Tuesday, April 29, 2008

Price Ripples

American consumers have just dodged a bullet at the gas pump, and they don't even know it. This news would surely perplex anyone who has filled up in the last few days, as the national average retail gasoline price has zoomed to another new record of $3.60/gallon. Yet it is no less true, involving an event that has received scant media attention here. For two days, a major pipeline delivering North Sea crude oil to Scotland was shut down by what the British refer to as an "industrial action" that idled the 200,000 barrel per day Grangemouth Refinery near Edinburgh. Had the strike continued, we might have seen US refining margins break out of the unusual doldrums they are experiencing. As it is, we may yet see some ripples from this event on our side of the "pond", as the global fuel market adjusts to the lost refinery output.

It is a reflection of the degree to which US fuel supplies are integrated into the global market--and of how stretched those supplies have become as a result of sustained high global demand growth--that a problem at a medium-sized refinery in Europe might affect what US consumers pay for gasoline and diesel fuel. Because our refinery capacity has not kept pace with demand growth, the US imports an average of over a million barrels per day (bpd) of gasoline and gasoline blending components, and another 300,000 bpd of diesel and heating oil. That means our prices must be high enough to compete for those supplies against other fuel importers. When a refinery shuts down in the UK, drawing in imports from the Continent, there is less gasoline available to export to us, and the EU's rising imports of diesel increase even more. With "gas oil" on the London exchange selling for the equivalent of $3.50/gal., compared to $3.27/gal. for diesel fuel in New York Harbor, I wouldn't be surprised to see traders export a few cargoes of diesel to capitalize on that arbitrage opportunity, exacerbating tight US diesel supplies.

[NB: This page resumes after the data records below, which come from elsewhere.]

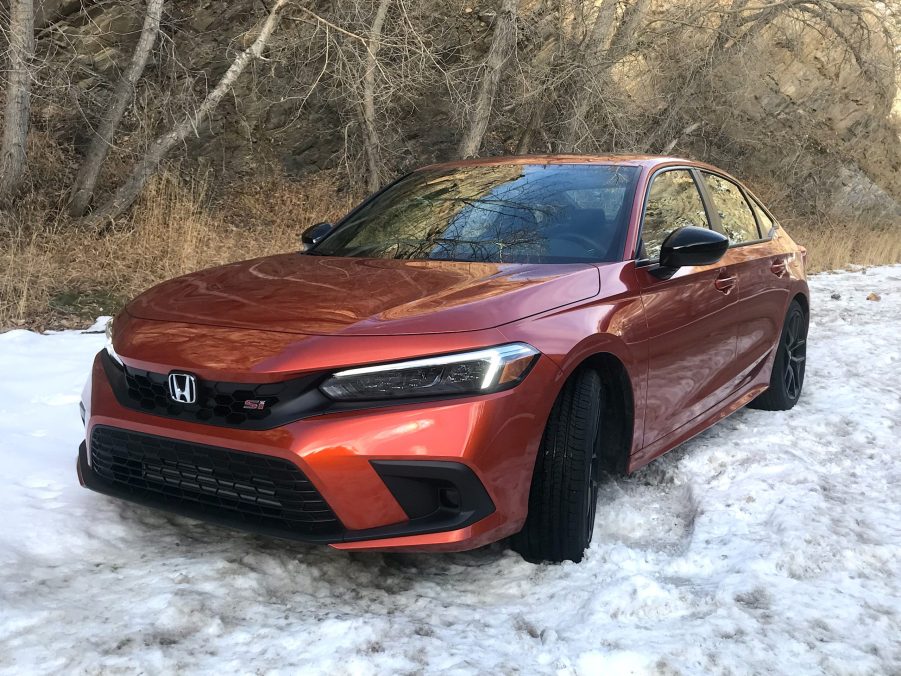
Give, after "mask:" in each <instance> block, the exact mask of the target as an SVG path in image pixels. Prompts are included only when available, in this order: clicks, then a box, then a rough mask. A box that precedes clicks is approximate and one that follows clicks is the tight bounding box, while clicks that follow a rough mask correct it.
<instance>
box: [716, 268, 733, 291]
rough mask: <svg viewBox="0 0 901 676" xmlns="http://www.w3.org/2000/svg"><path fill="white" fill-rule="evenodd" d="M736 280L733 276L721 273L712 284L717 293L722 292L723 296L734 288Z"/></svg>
mask: <svg viewBox="0 0 901 676" xmlns="http://www.w3.org/2000/svg"><path fill="white" fill-rule="evenodd" d="M737 280H738V278H737V277H736V276H735V275H729V274H727V273H725V272H721V273H720V276H719V277H717V278H716V281H714V282H713V285H714V286H715V287H716V290H717V291H722V292H723V293H725V294H728V293H729V292H730V291H732V289H733V288H734V287H735V282H736V281H737Z"/></svg>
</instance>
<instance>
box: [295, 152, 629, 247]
mask: <svg viewBox="0 0 901 676" xmlns="http://www.w3.org/2000/svg"><path fill="white" fill-rule="evenodd" d="M638 173H639V171H638V168H637V167H625V166H617V165H586V164H535V165H529V164H526V165H522V164H500V165H476V166H470V167H457V168H453V169H427V170H421V171H417V172H414V173H412V174H410V175H409V176H406V177H404V178H403V179H401V180H399V181H398V182H397V183H395V184H394V185H392V186H390V187H389V188H388V189H387V190H385V191H384V192H382V193H381V194H378V195H376V196H375V197H374V198H373V199H372V200H370V201H369V202H367V203H365V204H364V205H363V206H362V207H361V208H360V209H359V210H357V211H356V212H353V213H351V215H350V216H348V217H347V218H346V219H345V220H344V221H343V222H342V223H340V224H339V226H338V227H337V228H336V229H335V231H334V232H333V233H332V234H330V235H329V236H328V237H326V238H325V239H324V240H323V241H322V242H320V243H319V244H318V245H317V246H316V247H314V248H313V249H312V250H311V251H310V252H309V253H311V254H313V255H325V256H351V257H364V258H403V259H426V260H448V261H471V262H489V263H570V262H604V261H618V260H621V259H622V253H623V248H624V246H625V237H626V224H627V222H628V218H629V213H630V211H631V206H632V200H633V197H634V194H635V183H636V180H637V177H638Z"/></svg>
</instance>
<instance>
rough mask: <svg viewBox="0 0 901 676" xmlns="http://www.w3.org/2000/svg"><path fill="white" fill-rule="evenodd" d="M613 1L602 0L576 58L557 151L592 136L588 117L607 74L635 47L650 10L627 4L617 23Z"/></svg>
mask: <svg viewBox="0 0 901 676" xmlns="http://www.w3.org/2000/svg"><path fill="white" fill-rule="evenodd" d="M617 4H618V3H617V2H616V0H604V2H603V4H602V5H601V6H600V8H598V13H597V16H596V18H595V23H594V28H593V29H592V31H591V34H590V36H589V39H588V40H587V41H586V42H585V44H584V47H583V49H582V50H581V53H580V54H579V55H578V58H579V63H578V64H577V66H578V67H577V69H576V70H575V75H574V78H573V79H574V83H573V84H574V86H573V87H572V89H573V91H572V93H571V94H570V98H571V100H572V104H571V106H570V111H569V115H568V118H567V121H566V126H565V128H564V130H563V132H562V138H561V148H562V149H563V150H566V151H574V150H578V149H579V148H580V146H581V143H582V140H583V139H584V138H585V137H586V136H588V137H590V136H592V129H591V127H590V125H589V121H588V114H589V111H590V110H591V108H592V107H593V106H595V105H597V104H598V103H600V102H602V99H603V96H604V92H605V91H606V90H607V86H606V85H607V84H608V82H609V79H610V71H611V70H612V69H613V67H614V66H615V65H616V64H617V62H619V61H620V60H621V59H622V58H623V57H625V56H626V55H627V54H628V53H629V52H630V51H631V50H632V49H633V48H634V46H635V43H636V42H637V39H638V36H639V35H640V30H639V29H640V26H641V23H642V21H643V20H644V18H645V16H646V15H647V13H648V10H649V9H650V5H651V2H650V0H632V1H631V2H628V3H627V4H626V6H625V8H624V9H623V11H622V13H621V14H620V16H619V18H618V20H617Z"/></svg>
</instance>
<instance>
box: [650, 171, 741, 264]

The one break that US consumers have caught this spring is that weaker gasoline demand has pushed down refining margins, reducing the difference between crude oil and gasoline prices to historic lows and providing a bit of insulation against the full impact of $115 oil. Comparing March-April of 2008 to the same period in 2006 and 2007, the NYMEX "gas crack"--the spread between gasoline and crude oil prices on the New York oil futures market--has averaged about 35 cents per gallon lower in a portion of the year when refinery output is usually constrained by annual maintenance, and demand is building towards its summer peak. The first-quarter results of companies with a large exposure to the US refining sector, including Valero and ConocoPhillips, tell the same story.

With crude oil as high as it is, the last thing standing between us and $4-average gasoline is unusually weak refining margins. It wouldn't take a very large disturbance to shift margins back into a more typical seasonal pattern. We should thank the management and workers of the Grangemouth refinery for resolving their dispute quickly and helping to forestall that outcome, at least for now.